“Show respect for everyone….” I Peter 2:17a
“I would like to take a baseball bat and hit those men,” a lady emailed me. I met her a few days later and she repeated her tirade about Muslim men. I tried to help her see that not all Muslim women are abused or oppressed by Muslim men but in her mind they all were mean. In reality it could be the mother-in-law who is behind some abuse. Thankfully not all Christian women view Muslim men as abusers and oppressors. Hopefully you, like me, have met many Muslim men who are decent, thoughtful, and loving husbands and fathers.
Yes, there are Muslim women who are abused, oppressed, suppressed, controlled and restricted. Unfortunately, there are Christian women of whom the same could be said. We need to reach out to battered women with compassion and help. One of my Muslim lady friends eventually went to a women’s shelter. She did that mainly to shame her husband before the community. They rallied behind her. The shaming was effective momentarily. She returned to him but after a few years they divorced.
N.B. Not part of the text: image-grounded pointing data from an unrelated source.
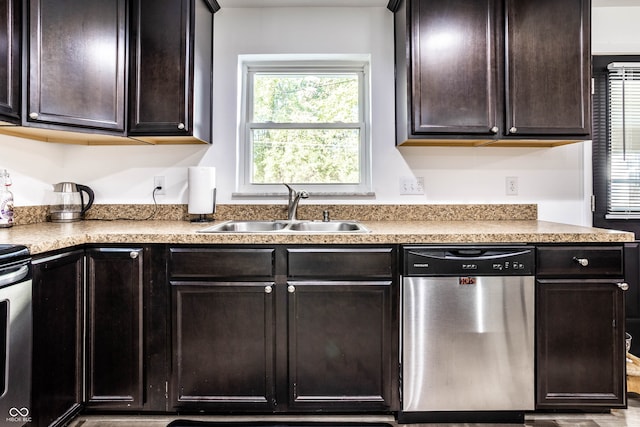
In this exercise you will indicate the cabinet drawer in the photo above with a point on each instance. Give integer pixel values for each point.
(340, 263)
(200, 263)
(580, 261)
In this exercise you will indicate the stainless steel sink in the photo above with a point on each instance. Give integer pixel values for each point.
(286, 227)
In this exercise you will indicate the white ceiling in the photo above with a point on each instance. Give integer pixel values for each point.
(303, 3)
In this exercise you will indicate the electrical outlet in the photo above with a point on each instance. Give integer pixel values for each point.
(158, 181)
(511, 183)
(412, 185)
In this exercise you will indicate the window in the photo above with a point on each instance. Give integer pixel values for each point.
(624, 140)
(616, 142)
(304, 121)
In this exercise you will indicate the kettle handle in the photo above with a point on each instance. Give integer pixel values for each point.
(91, 195)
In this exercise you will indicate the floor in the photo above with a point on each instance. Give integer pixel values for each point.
(616, 418)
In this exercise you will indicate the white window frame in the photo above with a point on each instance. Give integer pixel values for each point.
(250, 64)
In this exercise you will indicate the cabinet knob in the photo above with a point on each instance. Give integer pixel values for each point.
(581, 261)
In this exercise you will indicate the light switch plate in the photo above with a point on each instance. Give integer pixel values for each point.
(412, 185)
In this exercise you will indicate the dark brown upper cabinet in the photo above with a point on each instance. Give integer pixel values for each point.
(171, 57)
(120, 72)
(10, 28)
(77, 64)
(493, 72)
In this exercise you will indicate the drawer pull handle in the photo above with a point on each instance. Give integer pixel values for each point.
(582, 261)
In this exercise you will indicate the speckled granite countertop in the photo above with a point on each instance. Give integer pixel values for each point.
(46, 236)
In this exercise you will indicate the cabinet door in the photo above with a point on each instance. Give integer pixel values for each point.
(11, 29)
(548, 59)
(171, 68)
(57, 337)
(77, 63)
(114, 328)
(454, 66)
(340, 345)
(223, 345)
(580, 344)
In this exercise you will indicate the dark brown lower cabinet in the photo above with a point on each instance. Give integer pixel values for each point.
(580, 329)
(114, 342)
(57, 337)
(278, 331)
(340, 345)
(224, 345)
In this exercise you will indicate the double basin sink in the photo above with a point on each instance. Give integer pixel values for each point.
(286, 227)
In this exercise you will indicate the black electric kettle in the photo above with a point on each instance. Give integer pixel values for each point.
(68, 203)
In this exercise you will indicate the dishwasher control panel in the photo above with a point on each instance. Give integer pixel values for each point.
(469, 261)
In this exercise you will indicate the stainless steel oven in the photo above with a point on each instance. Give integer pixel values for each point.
(468, 334)
(15, 336)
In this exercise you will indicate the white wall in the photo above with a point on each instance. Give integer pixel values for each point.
(557, 179)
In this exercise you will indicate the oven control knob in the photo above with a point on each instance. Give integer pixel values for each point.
(581, 261)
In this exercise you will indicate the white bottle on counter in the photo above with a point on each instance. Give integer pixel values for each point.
(6, 200)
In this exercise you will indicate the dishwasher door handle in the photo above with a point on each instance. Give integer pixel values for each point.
(13, 276)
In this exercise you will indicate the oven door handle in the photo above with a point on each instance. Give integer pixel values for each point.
(14, 276)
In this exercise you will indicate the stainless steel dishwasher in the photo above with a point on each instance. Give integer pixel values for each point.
(467, 334)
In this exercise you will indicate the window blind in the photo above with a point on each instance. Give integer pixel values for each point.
(624, 140)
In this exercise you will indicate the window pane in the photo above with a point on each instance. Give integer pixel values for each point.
(301, 98)
(624, 142)
(302, 156)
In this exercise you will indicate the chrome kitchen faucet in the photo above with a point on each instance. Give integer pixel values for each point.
(294, 199)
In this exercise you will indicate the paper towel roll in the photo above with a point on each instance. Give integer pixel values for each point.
(202, 184)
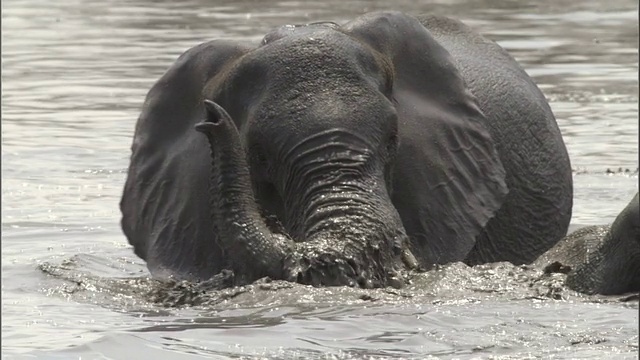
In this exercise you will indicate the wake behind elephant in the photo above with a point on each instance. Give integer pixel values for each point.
(344, 155)
(601, 259)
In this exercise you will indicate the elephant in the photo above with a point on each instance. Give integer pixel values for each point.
(600, 259)
(345, 155)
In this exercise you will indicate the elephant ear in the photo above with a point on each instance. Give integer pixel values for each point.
(448, 179)
(165, 210)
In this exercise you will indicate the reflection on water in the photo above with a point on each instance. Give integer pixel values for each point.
(74, 75)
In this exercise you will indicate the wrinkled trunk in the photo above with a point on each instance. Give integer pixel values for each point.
(353, 244)
(252, 249)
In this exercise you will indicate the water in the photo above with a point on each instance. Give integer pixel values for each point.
(74, 75)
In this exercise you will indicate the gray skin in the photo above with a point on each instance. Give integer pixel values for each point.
(343, 155)
(600, 259)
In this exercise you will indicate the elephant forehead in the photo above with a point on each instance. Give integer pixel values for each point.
(321, 54)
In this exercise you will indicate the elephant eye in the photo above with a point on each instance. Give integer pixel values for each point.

In contrast, another lady actually abuses her husband. Her mouth spews out terrible words. One day she called me and explained the harm she wanted to inflict. I talked with her husband later to see if he was concerned about his safety and whether he should call the police. It was clear that she was abusing him but in his culture a man doesn’t call for help because of shame/honor reasons.There can be power plays between men and women. Usually when the Muslim woman is highly educated and has a good job the respect in the home towards each other is more evident. The same could be said if husband and wife are closely related.
It is important how we view Muslim men and respond to them. If we enter their homes to visit their wives with the preconceived stereotyped idea the men are all bad and abusive they will surely pick up our attitudes and could well not welcome us back. But if we show respect to them as human beings whom God has created and loves, the Holy Spirit will give us wonderful opportunities to exemplify Christ-like love and dignity. After I have shown respect there are fruitful times when I speak about unkind behavior. I deeply desire to see marriages thrive and be healed rather than separate and destroy them. I want to show them the Jesus way but I can’t do that if I don’t show respect. Sometimes if we have experienced negative feelings towards men unhealed memories can surface and we can project them on to Muslim men in general. We come face to face with our own issues. Ministry among Muslims can bring out the worst in us but also the best opportunities for healing and understanding grace. A Christian woman who shows respect to Muslim men could, over time, discover she is being viewed and even welcomed as a spiritual mother figure and will have a powerful influence. It’s an inexplicable mystery.
Dear heavenly Father, please help me to respect Muslim men the way You want me to. I need wisdom, courage, and grace. In Jesus’ name, Amen.